Flyer II pulled out a 9 hour lead by Auckland, but Ceramco New Zealand won the leg on handicap. The race from there to Cape Horn was one of constantly swapping places. Half way across the Pacific, they were within sight of each other, and also rounded Cape Horn together. Flyer II got to Mar del Plata first to take line honours, but the Ceramco New Zealand crew were rewarded with 2nd on handicap.
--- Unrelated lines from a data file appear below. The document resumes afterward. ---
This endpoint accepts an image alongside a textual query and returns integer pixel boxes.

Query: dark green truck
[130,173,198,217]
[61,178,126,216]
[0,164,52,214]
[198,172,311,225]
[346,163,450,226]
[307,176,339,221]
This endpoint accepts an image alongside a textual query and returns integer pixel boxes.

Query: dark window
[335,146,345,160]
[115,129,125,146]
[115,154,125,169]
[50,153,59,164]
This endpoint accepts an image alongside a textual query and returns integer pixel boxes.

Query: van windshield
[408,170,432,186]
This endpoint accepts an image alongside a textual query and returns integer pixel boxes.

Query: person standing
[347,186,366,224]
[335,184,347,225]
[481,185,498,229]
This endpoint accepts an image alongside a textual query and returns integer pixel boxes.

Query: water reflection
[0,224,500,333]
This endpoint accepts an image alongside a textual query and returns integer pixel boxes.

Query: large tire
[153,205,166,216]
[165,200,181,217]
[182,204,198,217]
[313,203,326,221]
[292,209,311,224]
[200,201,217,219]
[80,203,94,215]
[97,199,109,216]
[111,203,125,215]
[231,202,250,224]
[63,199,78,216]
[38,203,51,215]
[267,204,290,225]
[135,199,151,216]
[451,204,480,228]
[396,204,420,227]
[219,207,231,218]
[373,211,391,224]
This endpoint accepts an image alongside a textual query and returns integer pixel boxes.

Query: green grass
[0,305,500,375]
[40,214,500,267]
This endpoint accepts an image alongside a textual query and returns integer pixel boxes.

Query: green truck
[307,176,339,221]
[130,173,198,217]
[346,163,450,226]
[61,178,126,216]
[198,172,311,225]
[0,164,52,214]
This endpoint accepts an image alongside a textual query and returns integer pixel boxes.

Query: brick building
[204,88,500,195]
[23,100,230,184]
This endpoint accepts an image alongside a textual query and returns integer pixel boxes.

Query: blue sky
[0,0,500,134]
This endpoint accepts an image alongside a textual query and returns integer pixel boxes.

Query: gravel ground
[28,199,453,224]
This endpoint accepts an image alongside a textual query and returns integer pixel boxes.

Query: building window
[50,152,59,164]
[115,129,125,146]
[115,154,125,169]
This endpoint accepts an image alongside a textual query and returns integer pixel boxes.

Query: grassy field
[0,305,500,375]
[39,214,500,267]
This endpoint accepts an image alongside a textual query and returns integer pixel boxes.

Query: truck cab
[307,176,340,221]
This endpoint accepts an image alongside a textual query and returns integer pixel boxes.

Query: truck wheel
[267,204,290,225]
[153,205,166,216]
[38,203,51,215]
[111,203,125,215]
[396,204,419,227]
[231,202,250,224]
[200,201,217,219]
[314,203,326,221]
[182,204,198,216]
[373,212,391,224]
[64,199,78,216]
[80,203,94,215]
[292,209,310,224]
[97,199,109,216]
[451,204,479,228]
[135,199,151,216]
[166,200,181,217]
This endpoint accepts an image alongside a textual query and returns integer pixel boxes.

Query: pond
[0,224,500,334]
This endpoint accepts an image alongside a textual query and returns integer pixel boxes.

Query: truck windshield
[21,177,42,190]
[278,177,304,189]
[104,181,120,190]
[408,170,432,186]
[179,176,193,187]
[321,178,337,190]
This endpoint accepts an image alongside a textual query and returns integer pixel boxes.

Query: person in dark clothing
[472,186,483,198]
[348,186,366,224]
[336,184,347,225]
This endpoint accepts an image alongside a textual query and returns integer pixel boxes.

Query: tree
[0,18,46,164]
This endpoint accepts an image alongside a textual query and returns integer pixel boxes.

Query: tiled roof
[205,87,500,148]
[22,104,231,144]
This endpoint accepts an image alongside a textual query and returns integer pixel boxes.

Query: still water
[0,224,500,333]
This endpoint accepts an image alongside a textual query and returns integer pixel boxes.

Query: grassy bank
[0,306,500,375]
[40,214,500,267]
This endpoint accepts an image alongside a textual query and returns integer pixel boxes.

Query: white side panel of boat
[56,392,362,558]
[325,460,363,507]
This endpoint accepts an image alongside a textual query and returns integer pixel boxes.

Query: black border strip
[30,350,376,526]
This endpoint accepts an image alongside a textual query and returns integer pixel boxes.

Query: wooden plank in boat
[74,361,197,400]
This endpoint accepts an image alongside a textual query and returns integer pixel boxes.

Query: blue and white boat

Conny van Rietschoten and his crew finished first again back at Portsmouth, followed by Ceramco New Zealand to take line honours for the Race, and with the rest of the fleet becalmed near the Azores, took handicap honours too – the first crew to win both line and handicap honours in the history of the Race. Van Rietschoten and his crew also set two world records: The fastest Noon to Noon run of 327 miles, and the fastest circumnavigation of 120 days

In 1948, Conny van Rietschoten and his friend Morin Scott sailed their Dragon class yacht Gerda from Cowes England across the North Sea to Arendal to compete in that year's Dragon Gold Cup world championship. They did not win, but Crown Prince Olaf of Norway proclaimed the two sailors the best at the regatta for sailing by far the furthest distance.

On 17 December 2013, Conny van Rietschoten died of a stroke in Portugal.

==Legacy==
Since the 1980s, the Conny van Rietschoten Trophy has been awarded each year to recognise the best Dutch sailors.